Что было в полку, знаю по рассказам друзей-комбатов: происшествие с Тюнькиным представили несчастным случаем. Жанка, видимо, никому ничего не сказала. Никому, кроме Кравченко. А у того, сам понимаешь, свои резоны шум не поднимать: как-никак, Героя ждёт… Чтоб всё шито-крыто оставалось, и спровадил он любовь мою в Союз, и меня не тронул… Разве что батальон стал всё чаще в самые опасные операции пихать. Может, надеялся, что погибну? Радуется теперь, поди… Бог ему судья…
Вот, кажется, всё тебе и рассказал. Снял с души камень. Теперь мне, и мёртвому, легче будет. А ты, Русаков, постарайся выжить. И не поминай меня лихом».
И подпись – «Пальчиков».
Русаков долго сидел над письмом. В нём боролись сострадание к Пальчикову, конечно, совершившему страшное преступление из-за своей любви, но собственной гибелью и предсмертным покаянием заслуживающему если не прощения, то хотя бы понимания, и чувство долга по отношению к коллеге Тюнькину, бывшему так же, как сам Русаков, «человеком системы». Проходившая мимо санитарка позвала его на ужин.
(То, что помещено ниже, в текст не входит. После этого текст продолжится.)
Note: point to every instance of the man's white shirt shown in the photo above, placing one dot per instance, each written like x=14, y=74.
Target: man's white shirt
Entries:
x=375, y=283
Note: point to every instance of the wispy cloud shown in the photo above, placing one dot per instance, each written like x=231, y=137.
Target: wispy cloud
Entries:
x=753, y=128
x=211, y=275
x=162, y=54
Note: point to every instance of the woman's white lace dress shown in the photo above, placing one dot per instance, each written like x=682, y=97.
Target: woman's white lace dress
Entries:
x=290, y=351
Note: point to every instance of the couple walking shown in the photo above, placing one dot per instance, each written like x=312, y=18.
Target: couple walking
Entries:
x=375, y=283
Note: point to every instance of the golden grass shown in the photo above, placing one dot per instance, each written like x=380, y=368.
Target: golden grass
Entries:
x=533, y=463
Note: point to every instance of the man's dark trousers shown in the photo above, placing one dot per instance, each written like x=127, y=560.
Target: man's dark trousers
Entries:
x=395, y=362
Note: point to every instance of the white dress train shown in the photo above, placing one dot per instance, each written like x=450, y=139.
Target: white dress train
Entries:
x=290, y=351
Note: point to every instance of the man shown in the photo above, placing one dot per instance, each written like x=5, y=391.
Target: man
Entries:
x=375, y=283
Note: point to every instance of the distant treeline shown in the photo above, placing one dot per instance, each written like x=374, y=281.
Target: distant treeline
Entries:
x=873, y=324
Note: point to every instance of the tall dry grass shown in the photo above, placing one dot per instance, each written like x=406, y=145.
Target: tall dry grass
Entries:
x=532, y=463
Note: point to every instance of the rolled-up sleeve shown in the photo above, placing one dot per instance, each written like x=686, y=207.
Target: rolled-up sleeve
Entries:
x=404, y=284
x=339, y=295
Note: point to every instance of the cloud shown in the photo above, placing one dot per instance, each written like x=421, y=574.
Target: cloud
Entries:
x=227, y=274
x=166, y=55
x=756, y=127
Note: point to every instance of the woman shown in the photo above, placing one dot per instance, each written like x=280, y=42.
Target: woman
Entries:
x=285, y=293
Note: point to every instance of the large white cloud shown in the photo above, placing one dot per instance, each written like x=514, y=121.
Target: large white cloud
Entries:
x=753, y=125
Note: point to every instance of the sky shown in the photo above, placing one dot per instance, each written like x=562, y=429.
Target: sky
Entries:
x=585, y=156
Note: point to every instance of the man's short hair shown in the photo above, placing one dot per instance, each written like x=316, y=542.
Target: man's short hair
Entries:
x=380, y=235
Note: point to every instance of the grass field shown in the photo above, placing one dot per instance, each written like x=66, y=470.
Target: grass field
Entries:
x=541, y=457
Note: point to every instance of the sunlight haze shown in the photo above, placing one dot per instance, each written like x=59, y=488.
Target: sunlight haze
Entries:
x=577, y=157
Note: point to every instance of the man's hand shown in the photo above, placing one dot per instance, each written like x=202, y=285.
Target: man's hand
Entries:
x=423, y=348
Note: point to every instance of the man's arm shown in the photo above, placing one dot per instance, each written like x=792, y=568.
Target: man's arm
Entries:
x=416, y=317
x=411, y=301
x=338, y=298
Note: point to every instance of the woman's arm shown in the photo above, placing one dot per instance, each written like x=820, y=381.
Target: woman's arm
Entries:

Вместо столовой он прошёл в свою палату, достал из тумбочки тетрадный листок и чётко вывел на нём: «Прокурору Туркестанского военного округа. Заявление».
10
– Что же было потом?
– Приезжала в полк прокурорская проверка. По случаю гибели обвиняемого, дело замяли… Русакова после госпиталя назначили на другую должность, с повышением. Я его больше не встречал.